When I was working on gSuneido performance I discovered that the LRU cache in the standard library was one of the hot spots.
It was a simple design - a hash map of keys to values, plus an array of keys to track which was least recently used. When I wrote it, many years ago, it was just a quick addition. I had no idea it would be a heavily used bottleneck. Usage increased a lot when we added the easy ability to memoize a function.
I actually had to work backwards to find that LruCache was a bottleneck. What I first discovered (with the Go memory profiler) was that deepEqual was doing the majority of allocation. It was being called by SuObject Equal. The allocation was to track which comparisons were in progress to avoid handle self referential data. I was able to tweak deepEqual to greatly reduce the allocation. That removed the majority of the bottleneck.
But why were there so many object comparisons? I added debugging to print the Suneido call stack every 100 comparisons. It was coming from object.Remove which was being called by LruCache. To maintain its LRU list, it would move items to the most-recently-used end of the list by removing them and re-adding them. Since this was just an array, to find the item to remove it, it did a linear search. i.e. a lot of comparisons. Originally, caches had mostly been small, as you could tell from the default size of 10. But now the most common size was 200. 10 is reasonable for linear search, 200 is not so good.
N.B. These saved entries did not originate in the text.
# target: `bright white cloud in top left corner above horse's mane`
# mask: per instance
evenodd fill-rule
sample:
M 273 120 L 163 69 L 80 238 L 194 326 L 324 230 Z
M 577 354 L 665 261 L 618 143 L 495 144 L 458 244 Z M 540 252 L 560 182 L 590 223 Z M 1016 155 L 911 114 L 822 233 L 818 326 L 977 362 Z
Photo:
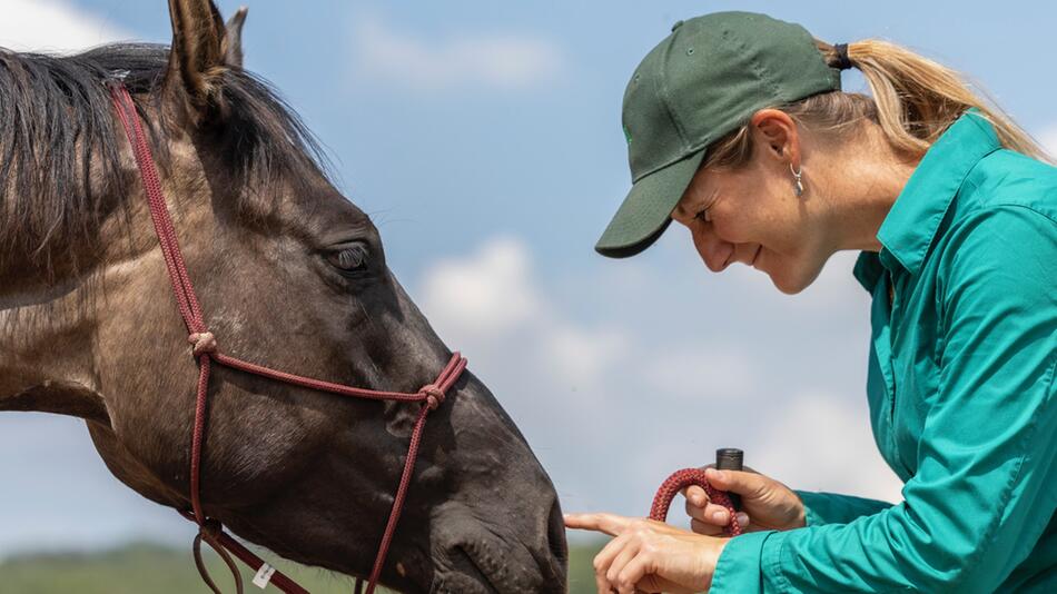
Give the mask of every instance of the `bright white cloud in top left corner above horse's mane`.
M 62 0 L 0 0 L 0 47 L 71 52 L 134 36 Z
In addition, originally keys were simple values like strings. But keys often ended up being several values in an object. The combination of linear searches through long arrays of composite values is what led to the bottleneck.
I decided to make LruCache built-in i.e. written in Go. But I also needed a new design that would avoid the linear searches. The normal way to track LRU is with a double linked list. I started in that direction but linked lists are not a good fit for modern CPU’s. Because the entries are individually allocated they are scattered in memory which leads to CPU cache misses. Contiguous arrays are much better because memories are optimized for sequential access. You could store the linked list entries in a contiguous block, but you still have the overhead of pointers (or indexes) and you still don't have locality or sequential access.
I ended up with the following design.
- an unordered array of key, value pairs (entries)
- a hash map of keys to entry indexes (hmap)
- an array of entry indexes in LRU order
A successful lookup becomes slightly more complex - look in the hash table for the entry index, and then get the value from the entries array. Finally, we have to find that entry index in the lru array (a linear search but of small integers) and move it to the most recently used end.
The hash table lookup will still require comparing multiple argument objects, but much fewer than a linear search.
To replace the oldest item, we take the entry index from the least recently used end of the lru array. From that entry we get the key to remove it from the hash table. And we reuse that slot in the entries array to store the new key and value.
The new built-in LruCache was about 100 times faster than the old one. Overall, it improved the speed of our application test suite by about 5%. That’s pretty good for a couple days work.
ASIDE: There are two main aspects to a cache. The focus is usually on which items to evict i.e. least recently used or least frequently used. The other aspect is which items to add. The normal assumption is that you add everything. But actually, you really only want to add items you’re going to be asked for again. Otherwise you’re evicting potentially useful items. We can’t predict the future, but we can assume that items we see twice are more likely to be seen again. One approach is to use a bloom filter to track which keys you’ve seen and only add to the cache ones you’ve seen before.